Смеётся ночь, наступая наземь, чернее грязи, острей стекла,
и такая изморозь на луне-луне, на огне-окне, что душа ушла.
Место пусто, осталась полость — пробел, дефект.
Сквозь водоворот памятник плывёт по ночной реке.
В глубину лицом — как падал, так и лежит.
У него отбита рука с веслом,
и за слоем слой, и за сломом слом, и за спадом спад
по нему бежит голубой рассвет, вороной закат, золотой распад.
От него остался один кусок. И такая изморозь на спине,
что и чист, и пуст, и отмыт от чувств,
и совсем высок, и совсем вовне.
На глазах песок — и почти ослеп, как огромный свет в мимолётном сне.
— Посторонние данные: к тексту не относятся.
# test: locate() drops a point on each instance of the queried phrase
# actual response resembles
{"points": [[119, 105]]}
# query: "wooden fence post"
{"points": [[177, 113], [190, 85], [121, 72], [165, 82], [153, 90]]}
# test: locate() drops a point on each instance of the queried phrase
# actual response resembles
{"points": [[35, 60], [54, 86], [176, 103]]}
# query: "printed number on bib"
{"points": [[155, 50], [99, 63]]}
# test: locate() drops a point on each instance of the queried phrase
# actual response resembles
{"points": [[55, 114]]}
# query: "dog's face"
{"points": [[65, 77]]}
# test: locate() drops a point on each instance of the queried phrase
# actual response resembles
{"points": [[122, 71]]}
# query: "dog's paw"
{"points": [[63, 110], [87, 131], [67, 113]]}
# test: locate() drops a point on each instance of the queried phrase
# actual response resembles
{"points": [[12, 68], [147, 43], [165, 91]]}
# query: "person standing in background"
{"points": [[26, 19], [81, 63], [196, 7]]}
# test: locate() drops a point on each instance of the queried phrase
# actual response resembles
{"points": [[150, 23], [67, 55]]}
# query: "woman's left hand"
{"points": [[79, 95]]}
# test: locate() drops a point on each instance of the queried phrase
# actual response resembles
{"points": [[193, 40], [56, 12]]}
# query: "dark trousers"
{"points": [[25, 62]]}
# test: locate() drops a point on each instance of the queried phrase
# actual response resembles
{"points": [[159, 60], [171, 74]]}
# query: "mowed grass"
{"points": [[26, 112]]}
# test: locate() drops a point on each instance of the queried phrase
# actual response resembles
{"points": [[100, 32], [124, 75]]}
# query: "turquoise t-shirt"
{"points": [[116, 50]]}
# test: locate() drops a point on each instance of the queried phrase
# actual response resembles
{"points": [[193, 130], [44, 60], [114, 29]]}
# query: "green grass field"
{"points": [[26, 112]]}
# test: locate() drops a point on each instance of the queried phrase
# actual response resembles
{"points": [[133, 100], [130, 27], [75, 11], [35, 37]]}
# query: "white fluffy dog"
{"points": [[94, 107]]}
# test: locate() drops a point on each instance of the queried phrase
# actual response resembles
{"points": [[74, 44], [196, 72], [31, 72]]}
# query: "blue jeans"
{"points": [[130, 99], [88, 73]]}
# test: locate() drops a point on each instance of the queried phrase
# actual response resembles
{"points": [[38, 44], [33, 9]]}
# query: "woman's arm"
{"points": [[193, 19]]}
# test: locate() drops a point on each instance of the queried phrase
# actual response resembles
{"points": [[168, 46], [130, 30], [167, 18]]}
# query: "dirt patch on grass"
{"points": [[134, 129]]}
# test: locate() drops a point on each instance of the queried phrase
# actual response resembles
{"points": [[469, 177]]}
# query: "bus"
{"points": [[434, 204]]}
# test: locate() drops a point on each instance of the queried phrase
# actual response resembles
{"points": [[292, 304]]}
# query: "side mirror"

Пишет осень искрами, серебром — никаких цветов —
ледяной устав для тех, кто совсем устал.
И такая изморозь на земле, что легла любовь
во хрустальный дом, воды потайной кристалл.
Лебединый мост над рекой летит для того, кто прав,
потому он и не касается берегов.
Вдоль реки дребезжит ночной жестяной состав:
Туки-туки-прячь, туки-туки-ночь, туки-туки-ключ,
Туки-туки-плачь, туки-туки-речь туки-туки-туч.
И такая изгородь — ивы, истины, города поглотил туман.
Надо мной двойной фибулой из льда небула плывёт в небо-океан.
Лебединый мост улетает прочь, я не буду звать.
Коротка ли, длинна ли ночь, я не буду знать.
Забери меня
плыть по вечной заре реки
к темноте без имени
темнотой без памяти и тоски.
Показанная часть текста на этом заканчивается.